The design on the reverse of the gold sovereign was first used in 1817---it pictures St. George (Britain's patron Saint) slaying a dragon. But the dragonslayer in this case is not the mythical St. George, but rather a hotel waiter who modeled as the Saint for the coin's designer!

Winston Churchill spent everything he could get his hands on to defend England during World War Two---it was life or death. Countless more of Britain's precious gold sovereigns flowed away from their homeland

---A coin that helped win the Second World War---

If the First World War depleted the British treasury of sovereigns, the Second World War practically decimated England's supply. During the conflict a river of sovereigns flowed to the US and to many other countries to purchase the war materials and supplies of basic human essentials which helped keep the island nation afloat.

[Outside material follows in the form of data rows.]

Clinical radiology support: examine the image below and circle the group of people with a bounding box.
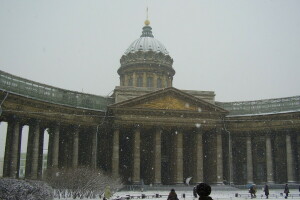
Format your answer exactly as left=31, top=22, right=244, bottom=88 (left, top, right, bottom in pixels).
left=249, top=183, right=290, bottom=199
left=168, top=183, right=212, bottom=200
left=103, top=182, right=296, bottom=200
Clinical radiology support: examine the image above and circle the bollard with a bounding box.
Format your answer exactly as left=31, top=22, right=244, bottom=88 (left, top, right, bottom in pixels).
left=235, top=193, right=238, bottom=197
left=182, top=193, right=185, bottom=198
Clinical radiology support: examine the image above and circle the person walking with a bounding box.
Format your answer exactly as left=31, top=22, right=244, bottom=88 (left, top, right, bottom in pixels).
left=284, top=184, right=289, bottom=199
left=264, top=184, right=269, bottom=199
left=249, top=184, right=257, bottom=199
left=196, top=183, right=213, bottom=200
left=193, top=186, right=197, bottom=198
left=167, top=189, right=179, bottom=200
left=103, top=186, right=112, bottom=200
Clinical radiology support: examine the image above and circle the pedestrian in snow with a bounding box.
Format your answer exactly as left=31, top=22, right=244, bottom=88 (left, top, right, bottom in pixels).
left=264, top=184, right=269, bottom=199
left=103, top=186, right=112, bottom=200
left=284, top=184, right=289, bottom=199
left=193, top=186, right=198, bottom=198
left=249, top=184, right=257, bottom=199
left=196, top=183, right=213, bottom=200
left=167, top=189, right=179, bottom=200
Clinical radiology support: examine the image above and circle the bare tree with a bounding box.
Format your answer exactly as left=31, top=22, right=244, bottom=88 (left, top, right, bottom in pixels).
left=44, top=167, right=123, bottom=199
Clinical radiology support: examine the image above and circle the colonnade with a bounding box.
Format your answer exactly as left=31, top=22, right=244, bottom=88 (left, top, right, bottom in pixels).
left=231, top=131, right=299, bottom=184
left=2, top=117, right=300, bottom=185
left=2, top=117, right=98, bottom=180
left=111, top=125, right=224, bottom=185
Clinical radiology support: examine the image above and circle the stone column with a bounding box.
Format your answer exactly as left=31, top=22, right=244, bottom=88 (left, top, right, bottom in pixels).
left=38, top=127, right=45, bottom=179
left=112, top=128, right=120, bottom=177
left=246, top=136, right=254, bottom=184
left=153, top=74, right=158, bottom=88
left=228, top=133, right=234, bottom=185
left=47, top=131, right=53, bottom=169
left=133, top=72, right=137, bottom=87
left=4, top=120, right=22, bottom=178
left=168, top=77, right=172, bottom=87
left=163, top=76, right=167, bottom=88
left=174, top=130, right=183, bottom=184
left=26, top=120, right=40, bottom=179
left=194, top=130, right=204, bottom=183
left=265, top=134, right=274, bottom=183
left=91, top=127, right=97, bottom=169
left=3, top=121, right=13, bottom=177
left=297, top=135, right=300, bottom=182
left=216, top=131, right=223, bottom=184
left=72, top=127, right=79, bottom=168
left=52, top=124, right=60, bottom=169
left=132, top=127, right=141, bottom=184
left=143, top=72, right=147, bottom=87
left=286, top=133, right=296, bottom=183
left=153, top=127, right=162, bottom=184
left=124, top=74, right=128, bottom=86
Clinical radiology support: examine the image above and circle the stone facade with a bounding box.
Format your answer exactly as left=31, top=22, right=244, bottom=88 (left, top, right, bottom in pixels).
left=1, top=21, right=300, bottom=185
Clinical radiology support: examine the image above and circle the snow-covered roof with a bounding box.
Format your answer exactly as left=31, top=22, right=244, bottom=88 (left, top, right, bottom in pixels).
left=124, top=25, right=169, bottom=55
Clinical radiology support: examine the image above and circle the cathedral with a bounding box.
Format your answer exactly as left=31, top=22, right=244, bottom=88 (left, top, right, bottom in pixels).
left=1, top=19, right=300, bottom=186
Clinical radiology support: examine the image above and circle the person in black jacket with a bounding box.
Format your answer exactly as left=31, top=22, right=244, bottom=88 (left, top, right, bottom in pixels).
left=193, top=186, right=197, bottom=198
left=196, top=183, right=213, bottom=200
left=264, top=184, right=269, bottom=199
left=284, top=184, right=289, bottom=199
left=249, top=184, right=257, bottom=199
left=167, top=189, right=179, bottom=200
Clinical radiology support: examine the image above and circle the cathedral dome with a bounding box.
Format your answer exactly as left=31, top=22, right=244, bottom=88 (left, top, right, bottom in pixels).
left=118, top=20, right=175, bottom=89
left=124, top=25, right=169, bottom=55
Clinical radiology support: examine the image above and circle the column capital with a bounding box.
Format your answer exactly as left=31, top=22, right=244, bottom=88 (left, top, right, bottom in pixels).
left=112, top=124, right=120, bottom=130
left=7, top=115, right=21, bottom=123
left=29, top=118, right=41, bottom=126
left=70, top=124, right=80, bottom=132
left=133, top=123, right=142, bottom=130
left=155, top=126, right=162, bottom=132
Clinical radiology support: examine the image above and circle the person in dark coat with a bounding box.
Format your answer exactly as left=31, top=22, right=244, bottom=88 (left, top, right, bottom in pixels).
left=284, top=184, right=289, bottom=199
left=264, top=184, right=269, bottom=199
left=249, top=184, right=256, bottom=199
left=196, top=183, right=213, bottom=200
left=167, top=189, right=179, bottom=200
left=193, top=186, right=197, bottom=198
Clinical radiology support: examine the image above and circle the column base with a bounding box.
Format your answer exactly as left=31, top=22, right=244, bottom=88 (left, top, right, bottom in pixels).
left=173, top=182, right=185, bottom=185
left=287, top=181, right=297, bottom=184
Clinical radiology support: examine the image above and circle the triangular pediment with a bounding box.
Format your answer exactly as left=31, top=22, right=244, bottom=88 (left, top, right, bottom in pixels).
left=110, top=87, right=228, bottom=113
left=132, top=95, right=200, bottom=111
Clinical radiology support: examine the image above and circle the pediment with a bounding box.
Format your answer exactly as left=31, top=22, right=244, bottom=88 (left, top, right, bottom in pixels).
left=132, top=95, right=201, bottom=111
left=110, top=87, right=228, bottom=113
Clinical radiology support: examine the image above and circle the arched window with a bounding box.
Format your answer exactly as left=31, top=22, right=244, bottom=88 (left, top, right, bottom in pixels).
left=165, top=79, right=169, bottom=87
left=147, top=77, right=153, bottom=88
left=137, top=76, right=143, bottom=87
left=128, top=77, right=133, bottom=86
left=157, top=78, right=162, bottom=88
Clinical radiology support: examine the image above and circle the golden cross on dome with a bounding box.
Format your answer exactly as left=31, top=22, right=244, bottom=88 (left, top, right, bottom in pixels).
left=144, top=7, right=150, bottom=25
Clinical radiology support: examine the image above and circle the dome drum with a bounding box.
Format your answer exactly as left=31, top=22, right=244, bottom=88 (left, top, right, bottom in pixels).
left=120, top=51, right=173, bottom=68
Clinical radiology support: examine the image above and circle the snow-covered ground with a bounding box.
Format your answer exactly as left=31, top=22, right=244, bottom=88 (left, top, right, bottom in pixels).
left=54, top=189, right=300, bottom=200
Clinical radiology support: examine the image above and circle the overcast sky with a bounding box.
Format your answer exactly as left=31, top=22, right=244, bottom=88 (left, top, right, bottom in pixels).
left=0, top=1, right=300, bottom=156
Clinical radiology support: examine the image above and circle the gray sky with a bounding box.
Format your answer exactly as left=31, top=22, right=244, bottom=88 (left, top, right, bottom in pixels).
left=0, top=1, right=300, bottom=156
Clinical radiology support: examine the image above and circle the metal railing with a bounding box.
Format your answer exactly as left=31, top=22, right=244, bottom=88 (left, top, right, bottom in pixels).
left=0, top=70, right=114, bottom=111
left=217, top=96, right=300, bottom=116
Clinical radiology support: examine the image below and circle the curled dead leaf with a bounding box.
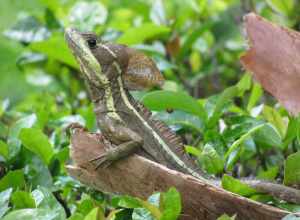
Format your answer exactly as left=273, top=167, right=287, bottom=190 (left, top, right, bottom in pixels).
left=241, top=13, right=300, bottom=115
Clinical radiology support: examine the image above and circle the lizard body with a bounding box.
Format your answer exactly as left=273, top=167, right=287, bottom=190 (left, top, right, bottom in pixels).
left=65, top=29, right=207, bottom=181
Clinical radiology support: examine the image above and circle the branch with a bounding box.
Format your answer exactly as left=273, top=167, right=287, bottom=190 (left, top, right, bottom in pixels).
left=66, top=129, right=290, bottom=220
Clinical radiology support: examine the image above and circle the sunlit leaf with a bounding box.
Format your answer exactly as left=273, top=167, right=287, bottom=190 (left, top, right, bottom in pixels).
left=160, top=187, right=181, bottom=220
left=11, top=191, right=35, bottom=209
left=30, top=33, right=78, bottom=68
left=0, top=188, right=12, bottom=218
left=117, top=23, right=170, bottom=45
left=284, top=151, right=300, bottom=186
left=142, top=90, right=207, bottom=121
left=19, top=128, right=54, bottom=164
left=7, top=114, right=37, bottom=159
left=0, top=170, right=25, bottom=192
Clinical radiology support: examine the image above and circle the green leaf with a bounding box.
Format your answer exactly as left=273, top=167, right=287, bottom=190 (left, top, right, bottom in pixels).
left=247, top=83, right=262, bottom=112
left=11, top=191, right=36, bottom=209
left=2, top=208, right=62, bottom=220
left=160, top=187, right=181, bottom=220
left=30, top=33, right=78, bottom=68
left=4, top=16, right=50, bottom=43
left=284, top=151, right=300, bottom=186
left=221, top=175, right=257, bottom=197
left=31, top=186, right=66, bottom=219
left=117, top=23, right=170, bottom=45
left=217, top=214, right=236, bottom=220
left=207, top=86, right=239, bottom=128
left=253, top=123, right=282, bottom=149
left=0, top=188, right=12, bottom=218
left=68, top=213, right=85, bottom=220
left=257, top=166, right=279, bottom=181
left=132, top=208, right=154, bottom=220
left=0, top=140, right=8, bottom=160
left=7, top=114, right=37, bottom=159
left=112, top=195, right=142, bottom=208
left=0, top=170, right=25, bottom=191
left=184, top=145, right=201, bottom=157
left=19, top=128, right=54, bottom=164
left=236, top=73, right=251, bottom=96
left=266, top=0, right=294, bottom=16
left=68, top=1, right=107, bottom=32
left=283, top=116, right=300, bottom=148
left=225, top=124, right=264, bottom=160
left=177, top=21, right=213, bottom=61
left=142, top=90, right=207, bottom=121
left=198, top=143, right=224, bottom=175
left=84, top=208, right=104, bottom=220
left=263, top=105, right=286, bottom=138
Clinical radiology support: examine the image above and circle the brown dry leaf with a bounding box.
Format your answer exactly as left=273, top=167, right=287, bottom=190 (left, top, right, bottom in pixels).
left=240, top=13, right=300, bottom=115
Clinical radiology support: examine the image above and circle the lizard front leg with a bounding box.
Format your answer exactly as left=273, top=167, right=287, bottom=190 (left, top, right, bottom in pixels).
left=90, top=116, right=143, bottom=168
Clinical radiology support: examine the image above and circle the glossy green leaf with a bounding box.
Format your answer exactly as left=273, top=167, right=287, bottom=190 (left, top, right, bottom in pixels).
left=112, top=195, right=142, bottom=208
left=0, top=188, right=12, bottom=218
left=283, top=116, right=300, bottom=148
left=2, top=208, right=61, bottom=220
left=160, top=187, right=181, bottom=220
left=142, top=90, right=207, bottom=121
left=19, top=128, right=54, bottom=164
left=0, top=170, right=25, bottom=192
left=253, top=123, right=282, bottom=149
left=222, top=175, right=257, bottom=197
left=263, top=105, right=286, bottom=138
left=154, top=110, right=203, bottom=133
left=117, top=23, right=170, bottom=45
left=31, top=187, right=66, bottom=219
left=7, top=114, right=37, bottom=159
left=11, top=191, right=35, bottom=209
left=132, top=208, right=154, bottom=220
left=284, top=151, right=300, bottom=186
left=225, top=124, right=264, bottom=160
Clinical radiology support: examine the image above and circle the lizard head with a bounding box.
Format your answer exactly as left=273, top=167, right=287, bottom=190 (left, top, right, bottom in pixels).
left=65, top=28, right=164, bottom=90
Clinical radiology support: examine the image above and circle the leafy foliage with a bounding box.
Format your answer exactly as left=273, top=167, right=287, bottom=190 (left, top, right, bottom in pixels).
left=1, top=0, right=300, bottom=219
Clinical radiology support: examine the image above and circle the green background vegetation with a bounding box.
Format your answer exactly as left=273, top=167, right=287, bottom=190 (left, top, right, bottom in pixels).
left=0, top=0, right=300, bottom=219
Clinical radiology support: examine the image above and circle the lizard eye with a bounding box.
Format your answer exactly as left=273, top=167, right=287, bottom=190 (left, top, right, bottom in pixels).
left=87, top=38, right=97, bottom=49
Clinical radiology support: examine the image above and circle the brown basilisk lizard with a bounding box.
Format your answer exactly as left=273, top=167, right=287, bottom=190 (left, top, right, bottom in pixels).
left=65, top=28, right=207, bottom=181
left=65, top=28, right=300, bottom=204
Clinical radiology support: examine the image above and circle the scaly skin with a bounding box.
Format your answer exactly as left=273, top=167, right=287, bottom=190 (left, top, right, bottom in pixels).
left=65, top=28, right=208, bottom=181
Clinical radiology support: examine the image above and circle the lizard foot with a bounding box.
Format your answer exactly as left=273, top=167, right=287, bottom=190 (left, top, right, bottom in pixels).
left=89, top=152, right=115, bottom=169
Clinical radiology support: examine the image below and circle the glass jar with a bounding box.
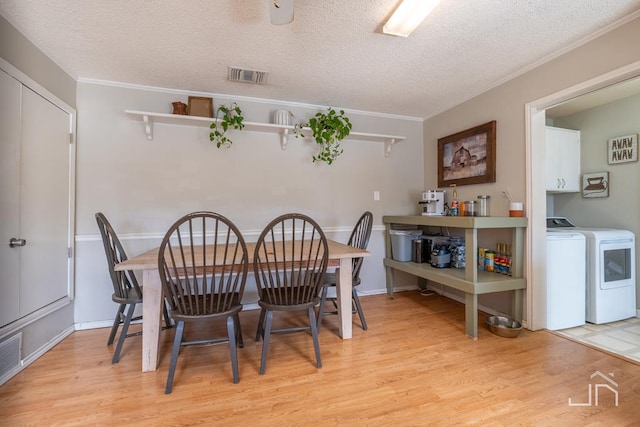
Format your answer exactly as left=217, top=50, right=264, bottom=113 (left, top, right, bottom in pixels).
left=477, top=195, right=490, bottom=217
left=464, top=200, right=476, bottom=216
left=450, top=236, right=465, bottom=268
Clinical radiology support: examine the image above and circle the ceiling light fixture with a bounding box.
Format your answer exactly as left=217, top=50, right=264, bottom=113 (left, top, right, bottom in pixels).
left=383, top=0, right=441, bottom=37
left=269, top=0, right=294, bottom=25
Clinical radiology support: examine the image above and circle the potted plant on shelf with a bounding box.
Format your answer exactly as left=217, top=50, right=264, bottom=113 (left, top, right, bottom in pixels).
left=209, top=102, right=245, bottom=148
left=294, top=108, right=352, bottom=165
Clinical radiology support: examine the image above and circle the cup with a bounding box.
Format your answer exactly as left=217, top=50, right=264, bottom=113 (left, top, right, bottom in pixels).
left=509, top=202, right=524, bottom=217
left=273, top=109, right=291, bottom=125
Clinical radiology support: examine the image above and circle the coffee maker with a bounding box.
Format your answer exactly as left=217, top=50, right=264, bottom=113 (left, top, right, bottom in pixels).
left=418, top=190, right=445, bottom=216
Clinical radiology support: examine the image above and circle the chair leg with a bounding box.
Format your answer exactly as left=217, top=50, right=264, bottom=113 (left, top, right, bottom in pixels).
left=112, top=303, right=136, bottom=364
left=235, top=313, right=244, bottom=348
left=162, top=301, right=173, bottom=328
left=316, top=286, right=329, bottom=329
left=352, top=288, right=367, bottom=331
left=227, top=316, right=240, bottom=384
left=255, top=308, right=266, bottom=341
left=165, top=320, right=185, bottom=394
left=308, top=307, right=322, bottom=369
left=107, top=304, right=126, bottom=345
left=259, top=310, right=274, bottom=375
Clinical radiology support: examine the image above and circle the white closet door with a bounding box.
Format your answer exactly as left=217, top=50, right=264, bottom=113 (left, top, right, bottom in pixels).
left=19, top=86, right=72, bottom=316
left=0, top=70, right=22, bottom=326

By the time the world entered the atomic age, the British Empire was in serious decline, and the heyday of the British gold sovereign was over.

Glory only a memory---and gold sovereigns scattered all over the world

Although it was a close call, England did win the Second World War---but it did so at a heavy cost. After the war it no longer had enough gold sovereigns to sustain it's status as a colonial power. 15 years later England had lost not only it's gold sovereigns---it had lost it's very empire.

A coin that saved James Bonds' life

Even though most of the sovereigns minted since 1815 were now scattered around the globe, there were still at least 50 gold sovereigns available in England in 1963 to save James Bond's life. Toward the end of From Russia With Love, a SPECTRE hit man has James on his knees when Bond tells the ogre about the fifty gold sovereigns in his briefcase---which proceeds to explode in the greedy assassin's face when he opens the case to get at the gold coins. Needles to say, James Bond escapes to spy another day.